# Somali: angero



## Pajapatak

Hi everybody,
I'm translating a book from Italian into Serbian about the famous Somali Olympic athlete Samia Yusuf Omar who drowned while attempting to reach Europe on a migrant boat. The author leaves some words in Somali language (I suppose), for ex. hooyo, aabe, wiilo... so I wonder if someone could help me with them as I can't find them on the net.

The first one is _angero._ It is some sort of cookies, because it is made with chocolate. 

Thanks in advance for your help.


----------



## Oranje

Angeera sounds to me like Ethiopian Injera. It's a pancake like pastry. Traditionally it's not eaten with chocolate or sweet foods, as far as I know. It's a simple carbohydrate eaten with wet foods, just like bread. In standard Somali the word is canjeero, but when I changed the g to a j and the o to an a, to give anjera I got results. I suppose some dialects must use the Amharic word. Hooyo and aabe mean mother and father respectively. I don't know about willo.

I'm not Somalian myself but I've known a fair few. I hope this will suffice until a native shows up.


----------



## Pajapatak

Thanks a lot Oranje. It could be Injera indeed, it makes sens.
The author explains the meaning of some words (_aabe, hooyo, wiilo_ - tomboy), but some words are left without explanation or translation. 
You helped me a lot (I'll try your "method" with changing g to j, o to a...).


----------



## Dib

Oranje said:


> Angeera sounds to me like Ethiopian Injera. It's a pancake like pastry. Traditionally it's not eaten with chocolate or sweet foods, as far as I know. It's a simple carbohydrate eaten with wet foods, just like bread. In standard Somali the word is canjeero, but when I changed the g to a j and the o to an a, to give anjera I got results. I suppose some dialects must use the Amharic word. Hooyo and aabe mean mother and father respectively. I don't know about willo.
> 
> I'm not Somalian myself but I've known a fair few. I hope this will suffice until a native shows up.



Hi Oranje, actually he mentioned "angero", which, to me, seems simply like an Italianate phonetic transcription (as the original text is in Italian) of the Standard Somali word you have mentioned - "canjeero".

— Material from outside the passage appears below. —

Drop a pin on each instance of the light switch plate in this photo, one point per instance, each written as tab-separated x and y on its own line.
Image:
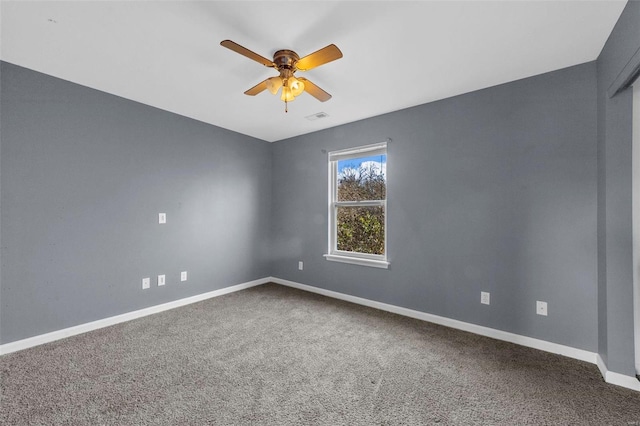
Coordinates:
541	308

NOTE: For those who are wondering about dropping the initial c of the Somali word (the rest is more or less obvious), remember that in Somali script "c" represents ʕayn (IPA: ʕ), a sound typically dropped in transcribing into European languages (presumably because Europeans simply don't hear it, unless specially trained). I have practically no idea about Somali language, but there are some more or less familiar words/names of Arabic origin which show this phenomenon too - ʕarab itself, but also ʕeid, ʕali, ʕumar, ʕuthman, etc.


----------



## Oranje

That makes a lot of sense, thank you.


----------